Ranjodh Singh Dhaliwal is a professor of Digital Humanities, Artificial Intelligence and Media Studies in the department of Arts, Media, and Philosophy at the University of Basel, where he also directs the Digital Humanities Laboratory. He was previously the Ruth and Paul Idzik Collegiate Chair in Digital Scholarship, English, and Film, Television, and Theater at the University of Notre Dame.

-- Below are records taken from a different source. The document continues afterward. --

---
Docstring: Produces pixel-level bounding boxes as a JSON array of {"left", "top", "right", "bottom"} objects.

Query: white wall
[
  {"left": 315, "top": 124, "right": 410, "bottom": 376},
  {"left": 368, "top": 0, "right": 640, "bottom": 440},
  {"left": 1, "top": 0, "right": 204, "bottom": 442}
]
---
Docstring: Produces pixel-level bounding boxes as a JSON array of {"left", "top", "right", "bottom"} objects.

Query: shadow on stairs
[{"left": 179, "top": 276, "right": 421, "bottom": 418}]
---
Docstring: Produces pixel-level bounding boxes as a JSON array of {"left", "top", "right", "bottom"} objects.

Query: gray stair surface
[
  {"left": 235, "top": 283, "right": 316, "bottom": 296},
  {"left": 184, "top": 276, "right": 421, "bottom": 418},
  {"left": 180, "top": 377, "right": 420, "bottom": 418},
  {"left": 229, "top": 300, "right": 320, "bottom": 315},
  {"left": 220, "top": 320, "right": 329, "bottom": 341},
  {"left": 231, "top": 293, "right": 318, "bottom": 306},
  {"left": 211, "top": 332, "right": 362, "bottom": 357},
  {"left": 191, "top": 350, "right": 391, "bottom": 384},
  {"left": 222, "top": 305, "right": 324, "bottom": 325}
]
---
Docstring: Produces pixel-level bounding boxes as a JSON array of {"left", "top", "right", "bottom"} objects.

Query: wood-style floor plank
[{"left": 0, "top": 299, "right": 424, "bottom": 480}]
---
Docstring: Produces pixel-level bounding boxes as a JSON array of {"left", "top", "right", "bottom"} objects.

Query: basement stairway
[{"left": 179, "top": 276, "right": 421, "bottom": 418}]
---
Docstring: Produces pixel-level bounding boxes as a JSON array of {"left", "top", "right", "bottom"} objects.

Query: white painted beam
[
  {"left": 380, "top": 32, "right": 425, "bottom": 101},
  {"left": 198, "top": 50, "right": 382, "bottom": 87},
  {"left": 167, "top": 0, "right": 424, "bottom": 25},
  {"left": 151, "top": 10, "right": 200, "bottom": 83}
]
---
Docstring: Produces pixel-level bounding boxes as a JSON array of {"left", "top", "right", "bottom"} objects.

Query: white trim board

He is the co-author (with Théo Lepage-Richer and Lucy Suchman) of Neural Networks (University of Minnesota Press and meson press, 2024), and his award-winning writing – situated between media theory, literary studies, computer science, political economy, critical design and STS – can be found in Critical Inquiry, Configurations, Social Text, American Literature, Journal of Cinema and Media Studies, ACM FDG, ACM UIST, Design Issues and Frankfurter Allgemeine Zeitung, among other scholarly and popular venues. He is an incoming president of the Society for Literature, Science, and the Arts (SLSA).